The Perth Wildcats' Way

Last year, the Wildcats were tottering into Christmas, hovering at the bottom of the table and encountering import upheaval. History shows that Bryce Cotton parachuted into the fold as the saviour. That Wildcats squad ripped off nine wins from their final 10 matches.

This season? The Wildcats believe they have all it takes internally to succeed, with the right balance within the roster. Case in point, they stuck with Derek Cooke Jr. as their third import after murmurs in some corners questioning whether he was the right fit. Most of that noise centred on whether the Wildcats should have replaced him with a better scoring threat. Ultimately, Trevor Gleeson has stuck by him.

Martin has seen how effective Cooke Jr. can be as a complement to the more offensive-minded Angus Brandt -- a rim deterrent who screens hard and gobbles rebounds. "His athleticism is incredible," Martin says. "He's the only guy on the team who could rival Tokoto." Martin's confidence in Cooke Jr. reflects his confidence in the team to figure it all out and perform at their best when it matters. All it will take is mental and physical discipline -- basically, the Wildcats way.

"If we can do that, then I'm happy with the team we've got and I'll back us to beat any other team," says Martin.

The encouraging win over the Breakers highlighted the effectiveness of self-reflection as a tool. Yet moments of self-actualisation can also be fleeting.

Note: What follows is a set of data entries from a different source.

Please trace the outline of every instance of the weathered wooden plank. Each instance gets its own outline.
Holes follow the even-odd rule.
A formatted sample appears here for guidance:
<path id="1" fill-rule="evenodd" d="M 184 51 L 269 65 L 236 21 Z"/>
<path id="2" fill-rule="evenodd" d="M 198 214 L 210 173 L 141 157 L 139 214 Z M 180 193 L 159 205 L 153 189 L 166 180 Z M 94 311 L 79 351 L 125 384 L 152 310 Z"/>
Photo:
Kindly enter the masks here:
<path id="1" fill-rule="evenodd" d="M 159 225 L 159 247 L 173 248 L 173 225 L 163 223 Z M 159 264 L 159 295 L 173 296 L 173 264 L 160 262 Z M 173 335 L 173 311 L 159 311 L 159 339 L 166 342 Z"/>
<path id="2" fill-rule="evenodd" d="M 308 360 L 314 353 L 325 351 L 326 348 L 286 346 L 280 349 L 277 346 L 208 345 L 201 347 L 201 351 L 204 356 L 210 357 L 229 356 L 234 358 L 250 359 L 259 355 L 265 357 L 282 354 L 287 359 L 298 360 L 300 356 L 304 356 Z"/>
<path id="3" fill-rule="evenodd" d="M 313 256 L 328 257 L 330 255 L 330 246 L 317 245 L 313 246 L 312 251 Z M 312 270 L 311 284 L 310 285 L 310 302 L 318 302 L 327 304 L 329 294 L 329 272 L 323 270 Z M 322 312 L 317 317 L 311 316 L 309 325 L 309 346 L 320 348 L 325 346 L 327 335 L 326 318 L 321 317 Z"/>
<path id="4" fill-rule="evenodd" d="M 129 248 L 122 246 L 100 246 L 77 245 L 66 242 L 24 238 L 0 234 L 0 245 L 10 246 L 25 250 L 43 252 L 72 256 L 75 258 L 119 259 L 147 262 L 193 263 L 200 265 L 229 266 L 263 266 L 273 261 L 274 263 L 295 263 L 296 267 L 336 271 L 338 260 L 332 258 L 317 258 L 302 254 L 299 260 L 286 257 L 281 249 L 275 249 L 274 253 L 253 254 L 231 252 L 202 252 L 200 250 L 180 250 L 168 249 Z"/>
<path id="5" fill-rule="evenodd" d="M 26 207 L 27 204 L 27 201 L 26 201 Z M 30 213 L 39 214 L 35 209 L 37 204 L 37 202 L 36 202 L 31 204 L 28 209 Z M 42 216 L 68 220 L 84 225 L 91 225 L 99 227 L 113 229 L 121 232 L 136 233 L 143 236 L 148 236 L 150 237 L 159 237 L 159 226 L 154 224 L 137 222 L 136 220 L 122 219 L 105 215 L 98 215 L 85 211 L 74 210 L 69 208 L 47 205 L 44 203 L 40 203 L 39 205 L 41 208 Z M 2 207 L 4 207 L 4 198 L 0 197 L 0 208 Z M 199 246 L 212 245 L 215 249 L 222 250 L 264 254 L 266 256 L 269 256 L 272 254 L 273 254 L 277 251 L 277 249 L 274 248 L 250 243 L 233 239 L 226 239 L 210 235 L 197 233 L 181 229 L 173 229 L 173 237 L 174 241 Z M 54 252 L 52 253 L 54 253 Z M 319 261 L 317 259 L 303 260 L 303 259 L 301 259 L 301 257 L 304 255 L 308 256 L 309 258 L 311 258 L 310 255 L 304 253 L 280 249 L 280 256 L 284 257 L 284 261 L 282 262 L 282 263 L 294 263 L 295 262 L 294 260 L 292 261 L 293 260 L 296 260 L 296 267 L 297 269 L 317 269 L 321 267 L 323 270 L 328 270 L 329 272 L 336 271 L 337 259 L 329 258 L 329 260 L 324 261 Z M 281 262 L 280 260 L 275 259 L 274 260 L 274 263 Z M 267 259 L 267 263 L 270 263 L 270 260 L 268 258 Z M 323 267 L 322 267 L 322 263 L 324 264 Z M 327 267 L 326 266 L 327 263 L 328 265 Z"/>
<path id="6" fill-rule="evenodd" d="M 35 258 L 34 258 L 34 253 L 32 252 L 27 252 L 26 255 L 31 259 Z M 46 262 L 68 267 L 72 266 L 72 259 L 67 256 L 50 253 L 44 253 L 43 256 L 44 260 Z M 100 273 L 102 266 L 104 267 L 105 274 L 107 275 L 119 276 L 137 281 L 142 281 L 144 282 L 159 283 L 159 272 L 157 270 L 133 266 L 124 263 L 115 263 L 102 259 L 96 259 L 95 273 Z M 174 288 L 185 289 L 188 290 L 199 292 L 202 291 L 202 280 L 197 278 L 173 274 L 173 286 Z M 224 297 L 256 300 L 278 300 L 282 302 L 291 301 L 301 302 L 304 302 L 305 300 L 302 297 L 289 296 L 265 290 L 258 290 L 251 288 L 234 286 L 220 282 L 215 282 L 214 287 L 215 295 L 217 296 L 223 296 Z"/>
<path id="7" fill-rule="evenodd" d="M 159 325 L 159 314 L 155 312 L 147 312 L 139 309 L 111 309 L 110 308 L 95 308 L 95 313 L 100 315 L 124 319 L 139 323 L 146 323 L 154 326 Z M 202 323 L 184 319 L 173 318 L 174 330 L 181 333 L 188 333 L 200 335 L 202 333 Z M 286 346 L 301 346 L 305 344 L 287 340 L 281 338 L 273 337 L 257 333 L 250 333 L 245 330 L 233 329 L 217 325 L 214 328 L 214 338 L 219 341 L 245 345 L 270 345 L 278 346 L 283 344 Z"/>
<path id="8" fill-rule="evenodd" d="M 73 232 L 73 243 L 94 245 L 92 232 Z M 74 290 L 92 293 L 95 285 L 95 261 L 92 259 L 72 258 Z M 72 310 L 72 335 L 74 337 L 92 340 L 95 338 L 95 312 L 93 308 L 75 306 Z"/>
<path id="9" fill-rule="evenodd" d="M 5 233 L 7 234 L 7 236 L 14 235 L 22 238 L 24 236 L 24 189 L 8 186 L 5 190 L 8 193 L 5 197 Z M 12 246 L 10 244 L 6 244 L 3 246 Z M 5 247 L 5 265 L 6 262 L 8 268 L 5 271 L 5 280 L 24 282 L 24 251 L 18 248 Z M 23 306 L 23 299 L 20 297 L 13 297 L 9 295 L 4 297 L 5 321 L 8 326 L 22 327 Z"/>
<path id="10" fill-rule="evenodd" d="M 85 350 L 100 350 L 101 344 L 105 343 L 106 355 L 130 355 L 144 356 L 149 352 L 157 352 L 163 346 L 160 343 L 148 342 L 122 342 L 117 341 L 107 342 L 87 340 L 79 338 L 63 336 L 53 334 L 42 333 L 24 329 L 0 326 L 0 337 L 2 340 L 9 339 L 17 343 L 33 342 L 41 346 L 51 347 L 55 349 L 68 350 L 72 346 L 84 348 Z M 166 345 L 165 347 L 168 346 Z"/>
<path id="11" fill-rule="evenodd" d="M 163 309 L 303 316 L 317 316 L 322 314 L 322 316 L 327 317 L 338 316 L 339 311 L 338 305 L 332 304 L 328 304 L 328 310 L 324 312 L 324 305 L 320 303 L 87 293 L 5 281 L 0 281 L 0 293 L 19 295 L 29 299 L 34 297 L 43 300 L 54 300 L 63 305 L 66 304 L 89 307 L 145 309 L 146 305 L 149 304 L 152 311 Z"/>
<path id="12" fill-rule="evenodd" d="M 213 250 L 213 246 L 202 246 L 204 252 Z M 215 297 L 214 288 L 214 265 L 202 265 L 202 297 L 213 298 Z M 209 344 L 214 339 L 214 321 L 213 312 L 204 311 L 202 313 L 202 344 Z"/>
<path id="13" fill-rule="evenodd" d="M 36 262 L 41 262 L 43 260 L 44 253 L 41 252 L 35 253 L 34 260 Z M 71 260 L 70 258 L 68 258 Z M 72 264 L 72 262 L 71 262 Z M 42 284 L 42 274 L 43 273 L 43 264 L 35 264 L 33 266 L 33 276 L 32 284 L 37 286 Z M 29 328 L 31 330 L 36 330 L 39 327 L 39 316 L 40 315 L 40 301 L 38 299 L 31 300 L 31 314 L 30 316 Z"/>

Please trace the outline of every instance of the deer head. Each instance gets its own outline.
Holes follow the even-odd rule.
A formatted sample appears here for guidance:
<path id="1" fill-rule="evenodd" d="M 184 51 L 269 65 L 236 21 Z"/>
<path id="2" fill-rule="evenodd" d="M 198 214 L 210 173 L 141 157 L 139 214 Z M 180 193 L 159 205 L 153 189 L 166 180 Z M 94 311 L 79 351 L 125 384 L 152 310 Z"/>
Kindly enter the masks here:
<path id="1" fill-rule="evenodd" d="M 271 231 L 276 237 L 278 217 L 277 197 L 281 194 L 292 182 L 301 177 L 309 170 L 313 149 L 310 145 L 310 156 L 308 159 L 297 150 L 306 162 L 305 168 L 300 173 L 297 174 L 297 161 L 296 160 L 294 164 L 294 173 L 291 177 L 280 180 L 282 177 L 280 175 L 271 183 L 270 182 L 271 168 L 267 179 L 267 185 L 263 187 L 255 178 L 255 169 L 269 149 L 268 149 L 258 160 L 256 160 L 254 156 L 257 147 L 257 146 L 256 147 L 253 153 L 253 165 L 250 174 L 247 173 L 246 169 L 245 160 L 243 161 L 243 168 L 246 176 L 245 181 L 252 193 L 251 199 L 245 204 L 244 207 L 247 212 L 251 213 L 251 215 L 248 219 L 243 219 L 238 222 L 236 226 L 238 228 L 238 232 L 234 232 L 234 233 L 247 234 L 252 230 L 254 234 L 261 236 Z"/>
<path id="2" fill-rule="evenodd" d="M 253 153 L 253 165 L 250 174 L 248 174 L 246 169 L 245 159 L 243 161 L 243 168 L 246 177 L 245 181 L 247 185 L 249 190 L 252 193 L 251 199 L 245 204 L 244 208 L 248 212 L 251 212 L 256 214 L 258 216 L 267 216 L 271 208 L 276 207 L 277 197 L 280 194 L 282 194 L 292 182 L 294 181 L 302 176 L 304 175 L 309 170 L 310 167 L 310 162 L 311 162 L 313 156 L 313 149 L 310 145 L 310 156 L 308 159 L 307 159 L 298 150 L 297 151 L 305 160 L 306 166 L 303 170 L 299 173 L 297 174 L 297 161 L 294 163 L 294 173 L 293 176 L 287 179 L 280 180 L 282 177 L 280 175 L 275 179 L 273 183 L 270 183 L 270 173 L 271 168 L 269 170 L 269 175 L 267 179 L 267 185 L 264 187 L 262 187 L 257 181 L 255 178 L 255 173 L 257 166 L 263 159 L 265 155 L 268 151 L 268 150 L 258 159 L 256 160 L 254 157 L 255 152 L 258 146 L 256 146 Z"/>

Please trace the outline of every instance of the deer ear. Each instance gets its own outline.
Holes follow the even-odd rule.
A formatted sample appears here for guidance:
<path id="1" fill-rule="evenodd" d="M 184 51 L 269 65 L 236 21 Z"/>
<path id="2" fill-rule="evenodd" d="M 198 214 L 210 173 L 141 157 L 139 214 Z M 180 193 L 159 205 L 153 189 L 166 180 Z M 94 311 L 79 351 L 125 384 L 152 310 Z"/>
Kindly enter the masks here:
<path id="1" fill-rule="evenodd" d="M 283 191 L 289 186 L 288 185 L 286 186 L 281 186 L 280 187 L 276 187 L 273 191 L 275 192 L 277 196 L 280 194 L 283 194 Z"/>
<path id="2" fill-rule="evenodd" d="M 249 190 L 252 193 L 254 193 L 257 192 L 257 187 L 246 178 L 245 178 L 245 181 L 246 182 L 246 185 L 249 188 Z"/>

The veneer of a top-four scalp will wear off, and the Wildcats will be challenged again. But for now, there's no panic from a battle-hardened squad. There's no figurative switch to flip, only adherence to values steeped in championship pedigree -- self-prescribed values from the players.

"We've come up with a recipe we think will be successful to winning this league," Martin says. "But the reality is, those words are meaningless unless we hold each other accountable to them."